I work for an Australian Bank. We had an internal competition where they didn't sanitise the data for this competition well enough. After a week of analysing the data one of the people in competing in the competition knew who's data we were looking at. It was a friend of theirs.
All identifying information had been removed/sanitised, they could tell from looking at the spending habits.
... So they knew, because they already knew. So really they just confirmed.
Ask that person to go and find my details, and they will surely fail. Because they know nothing about me, and the transaction history doesn't tell them anything... thus it is not 'identifying'.
That still isn't your identity.
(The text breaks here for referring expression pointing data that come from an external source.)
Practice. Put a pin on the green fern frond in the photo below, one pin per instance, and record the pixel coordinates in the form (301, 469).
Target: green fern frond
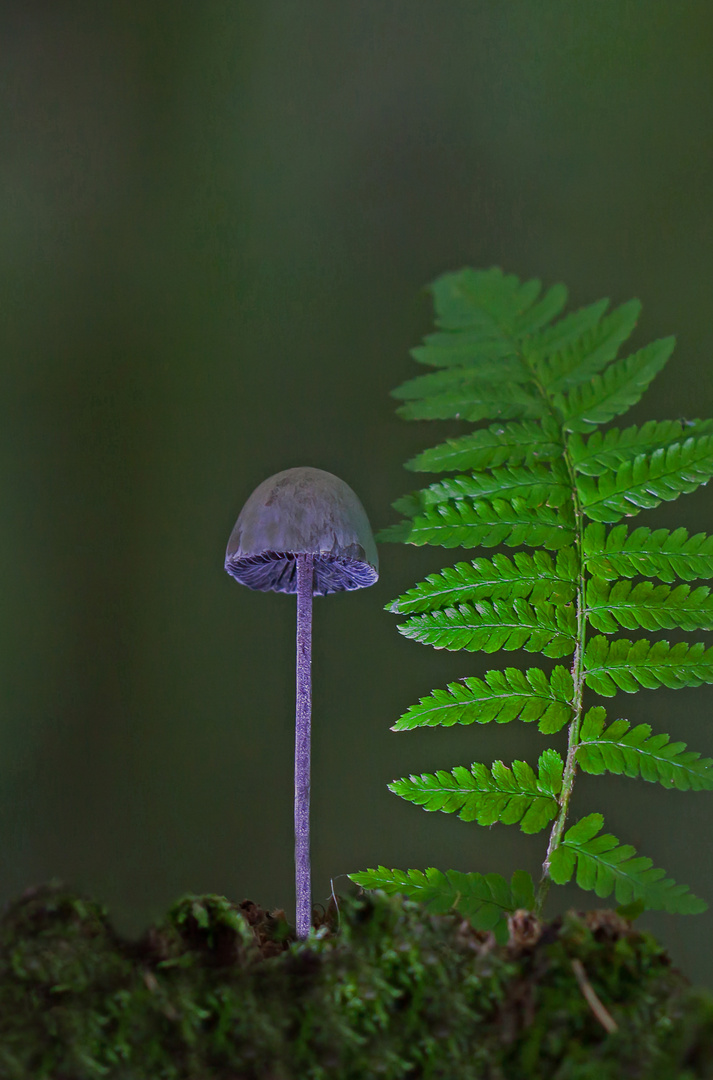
(615, 391)
(478, 401)
(635, 752)
(512, 796)
(586, 355)
(457, 380)
(648, 480)
(541, 475)
(606, 866)
(543, 628)
(613, 605)
(500, 696)
(662, 554)
(631, 665)
(485, 899)
(501, 444)
(487, 524)
(605, 450)
(494, 304)
(537, 577)
(537, 486)
(564, 334)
You can identify yourself by it, but no one else can. Unless they already know that information about you... it which case, they already knew...
I put in my numbers to see what it would be like living on the other side of the world (I'm in Dublin, Ireland - it is currently 9C and raining) using the Sydney postcode 2000.
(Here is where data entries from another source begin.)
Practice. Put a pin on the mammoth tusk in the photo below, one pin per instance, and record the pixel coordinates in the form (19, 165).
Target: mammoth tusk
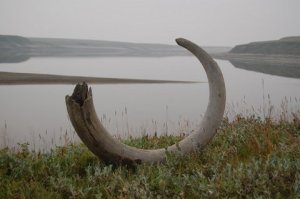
(87, 125)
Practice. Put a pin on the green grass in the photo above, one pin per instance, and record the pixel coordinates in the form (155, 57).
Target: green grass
(248, 158)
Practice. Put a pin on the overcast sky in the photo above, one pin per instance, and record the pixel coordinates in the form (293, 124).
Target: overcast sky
(206, 22)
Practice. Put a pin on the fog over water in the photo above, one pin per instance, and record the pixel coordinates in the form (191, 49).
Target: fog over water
(206, 22)
(37, 113)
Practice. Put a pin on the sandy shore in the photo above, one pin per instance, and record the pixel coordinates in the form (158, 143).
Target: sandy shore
(8, 78)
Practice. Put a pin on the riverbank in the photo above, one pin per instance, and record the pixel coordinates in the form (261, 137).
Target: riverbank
(9, 78)
(248, 157)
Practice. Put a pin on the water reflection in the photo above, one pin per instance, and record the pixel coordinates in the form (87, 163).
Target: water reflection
(285, 66)
(37, 114)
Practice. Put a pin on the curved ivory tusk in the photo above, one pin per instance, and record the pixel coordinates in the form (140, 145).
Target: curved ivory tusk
(87, 125)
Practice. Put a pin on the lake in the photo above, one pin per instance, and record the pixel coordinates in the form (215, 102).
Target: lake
(36, 114)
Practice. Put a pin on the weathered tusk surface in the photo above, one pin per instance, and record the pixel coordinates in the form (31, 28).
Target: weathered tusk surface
(87, 125)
It says my expected house & home costs are $2000, which seems rather high for me. In London and here in Dublin, pretty much everyone my age (mid twenties) is in a houseshare, so we would pay that for the whole property, but split it three ways or so. Is housing just that much more expensive, or what?
You only picked one of the most expensive postcodes - that's the Sydney CBD! Yes, it is VERY expensive. In fact, it is very expensive to live in Sydney, full stop.
If we go by the history of such anonymization attempts (AOL, Netflix) it is only a matter of time that someone figures out how to get PII from this data.
I think the title is misleading for the purposes of catching people's attention. The data is not available to download, and is in aggregate form. The AOL data was not in aggregate form, so it was possible to get personalized details.
They probably constructed a simple decision tree aggregate which is probably less than 10kb of data. I doubt anyone could extrapolate 10kb data into personalized details of an individual.
Spooky. Tried it out and found it's prediction accurate for brands and companies I might use. Which was disappointing in a way, I was hoping I might find something new to try. Instead I'm well, just like me....
Nice idea but an absolute terrible website. E.g. If you go into the about section and expand one the questions you get this weirdo scroll bar. Seems like they're forcing the layout into a fixed dimension.
What is going on here? I am inclined to believe the data.
What this has really reinforced for me is the extent to which other people must spend their income as it comes in. It has also reinforced the importance of my friends, connections, values & personal knowledge. My friends who enable me to live a life that feels rich whilst, apparently, spending about 1/8th of what everybody else does.
I really am surprised. I was not raised frugally and if I want something and have the money, I generally buy it & I don't need more than I have.